Russians have a 12 lb light machinegun.... Supposedly developed after battlefield input as a desirable weapon.

replace the 5.56mm M4 carbine, the M249 SAW light machine gun, and the 7.62mm M240 machine gun

Is this weight the same across all the platforms they're trying to replace? As much as this is heavier then the M4 I'd be as shocked if not more so getting the weight of an M240 replacements to less than fifteen pounds.

I was never a fan of the F-35 for similar reasons, but the maintenance and supply chain differences for aircraft are large. It doesn't seem even close when dealing with 3 firearm platforms?

I'd be as shocked if not more so getting the weight of an M240 replacements to less than fifteen pounds.

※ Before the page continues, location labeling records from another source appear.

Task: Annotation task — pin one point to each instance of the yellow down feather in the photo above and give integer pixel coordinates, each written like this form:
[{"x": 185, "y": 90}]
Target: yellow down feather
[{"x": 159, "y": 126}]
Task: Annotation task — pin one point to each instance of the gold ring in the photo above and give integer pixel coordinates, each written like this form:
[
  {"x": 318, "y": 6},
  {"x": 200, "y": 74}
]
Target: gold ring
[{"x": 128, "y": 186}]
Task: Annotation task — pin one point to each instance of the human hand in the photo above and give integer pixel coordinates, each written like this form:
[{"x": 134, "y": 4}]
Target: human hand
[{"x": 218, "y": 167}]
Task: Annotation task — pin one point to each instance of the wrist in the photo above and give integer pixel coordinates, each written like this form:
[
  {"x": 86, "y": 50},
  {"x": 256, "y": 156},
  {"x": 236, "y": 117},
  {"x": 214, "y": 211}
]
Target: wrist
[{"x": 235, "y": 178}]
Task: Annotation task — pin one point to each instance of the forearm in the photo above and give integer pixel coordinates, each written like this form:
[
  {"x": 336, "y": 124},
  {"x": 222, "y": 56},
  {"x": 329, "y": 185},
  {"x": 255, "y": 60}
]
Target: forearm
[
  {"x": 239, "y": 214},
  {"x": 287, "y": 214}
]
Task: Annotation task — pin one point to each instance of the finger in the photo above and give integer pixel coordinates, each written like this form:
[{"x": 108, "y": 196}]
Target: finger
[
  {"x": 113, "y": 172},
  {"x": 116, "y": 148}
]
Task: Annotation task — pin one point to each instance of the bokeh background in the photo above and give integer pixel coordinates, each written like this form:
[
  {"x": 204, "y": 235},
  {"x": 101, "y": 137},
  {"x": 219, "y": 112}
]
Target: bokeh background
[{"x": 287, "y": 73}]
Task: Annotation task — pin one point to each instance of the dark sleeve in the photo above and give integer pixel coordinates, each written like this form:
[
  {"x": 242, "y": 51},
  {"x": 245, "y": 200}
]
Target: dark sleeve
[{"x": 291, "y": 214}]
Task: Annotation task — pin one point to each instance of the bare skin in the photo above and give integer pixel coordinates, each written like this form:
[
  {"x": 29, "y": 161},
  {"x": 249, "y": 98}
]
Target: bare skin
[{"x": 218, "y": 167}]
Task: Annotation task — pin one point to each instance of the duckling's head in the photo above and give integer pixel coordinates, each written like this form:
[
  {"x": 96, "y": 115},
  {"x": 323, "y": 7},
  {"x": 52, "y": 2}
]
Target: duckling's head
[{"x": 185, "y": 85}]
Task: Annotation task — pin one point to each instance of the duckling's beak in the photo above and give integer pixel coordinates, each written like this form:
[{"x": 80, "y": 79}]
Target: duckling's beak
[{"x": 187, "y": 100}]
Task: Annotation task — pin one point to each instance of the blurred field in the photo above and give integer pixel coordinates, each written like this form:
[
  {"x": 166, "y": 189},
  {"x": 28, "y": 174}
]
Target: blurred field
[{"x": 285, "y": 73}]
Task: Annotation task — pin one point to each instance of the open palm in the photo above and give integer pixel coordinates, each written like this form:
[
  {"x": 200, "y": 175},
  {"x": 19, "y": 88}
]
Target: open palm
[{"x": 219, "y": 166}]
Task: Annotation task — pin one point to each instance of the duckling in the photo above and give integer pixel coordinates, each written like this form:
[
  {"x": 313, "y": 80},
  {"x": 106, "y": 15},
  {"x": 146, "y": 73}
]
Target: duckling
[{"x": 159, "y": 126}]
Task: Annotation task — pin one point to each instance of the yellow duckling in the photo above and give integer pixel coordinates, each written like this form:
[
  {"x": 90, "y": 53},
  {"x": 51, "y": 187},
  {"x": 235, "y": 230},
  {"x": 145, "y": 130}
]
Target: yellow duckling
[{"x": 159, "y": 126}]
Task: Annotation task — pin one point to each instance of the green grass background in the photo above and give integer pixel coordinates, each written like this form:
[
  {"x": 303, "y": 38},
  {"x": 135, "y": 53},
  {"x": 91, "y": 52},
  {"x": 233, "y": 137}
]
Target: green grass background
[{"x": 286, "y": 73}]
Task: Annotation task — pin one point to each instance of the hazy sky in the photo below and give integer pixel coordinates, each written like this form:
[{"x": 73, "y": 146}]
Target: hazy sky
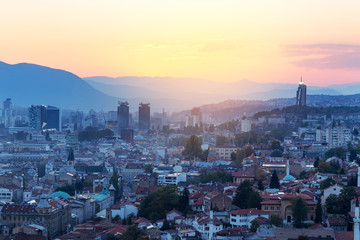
[{"x": 220, "y": 40}]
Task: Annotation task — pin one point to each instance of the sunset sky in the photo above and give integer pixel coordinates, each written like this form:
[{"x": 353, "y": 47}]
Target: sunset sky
[{"x": 219, "y": 40}]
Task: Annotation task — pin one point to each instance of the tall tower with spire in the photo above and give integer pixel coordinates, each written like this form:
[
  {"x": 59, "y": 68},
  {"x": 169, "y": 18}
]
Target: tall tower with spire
[
  {"x": 301, "y": 94},
  {"x": 356, "y": 220}
]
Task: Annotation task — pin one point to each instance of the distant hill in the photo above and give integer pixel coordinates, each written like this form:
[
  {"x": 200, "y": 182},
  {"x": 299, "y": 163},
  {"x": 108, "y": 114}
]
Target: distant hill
[
  {"x": 203, "y": 91},
  {"x": 30, "y": 84}
]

The M250 is the replacement for the M240, and it does weigh just under 15 pounds, with the suppressor. Which is kind of downright miraculous when you think about it, considering the weight of the companion rifle. That's far lighter than any other MMG system on the market, competitive or beating nearly every LMG (assuming the M250's suppressor is detached), lighter than even the M60E6 is, and is only a couple pounds heavier than the full-size Knights Armament LAMG is.

The M7 makes more sense in a context where it's merely the companion "because we had to" to the M250- and the M7 is so incredibly heavy that there's only a couple of pounds between it and the machine gun. It's the same calculus the Stoner 63 suffered from: if the machine gun and the rifle are basically the same weight, why would you ever take the rifle?

It's also worth noting that there haven't really been any reported issues with the M250, but then again, the M250 also seems to be a clean-sheet design where the M7 is wearing literal pounds of legacy baggage. There's zero reason that gun needs to match an AR-10's footprint outside of "muh training"- it makes it more expensive to manufacture, and it turns it into a worse rifle (the forend on the M7 is absolute garbage) than it should by all rights be.

the Army's newest multibillion-dollar boondoggle

I feel obligated to draw your attention to the Billion-Dollar Boondoggle Act.

The bill requires OMB (the Office of Management and Budget) to issue guidance directing federal agencies to annually submit specified information to OMB regarding certain federally funded projects that (1) are more than five years behind schedule, or (2) have expenditures that are at least $1 billion more than the original cost estimate for the project.

The bill also requires OMB to submit an annual report to Congress containing the information submitted by the agencies and post the report on the OMB website.

It was reported out of committee a month ago, so it actually has a chance of becoming law.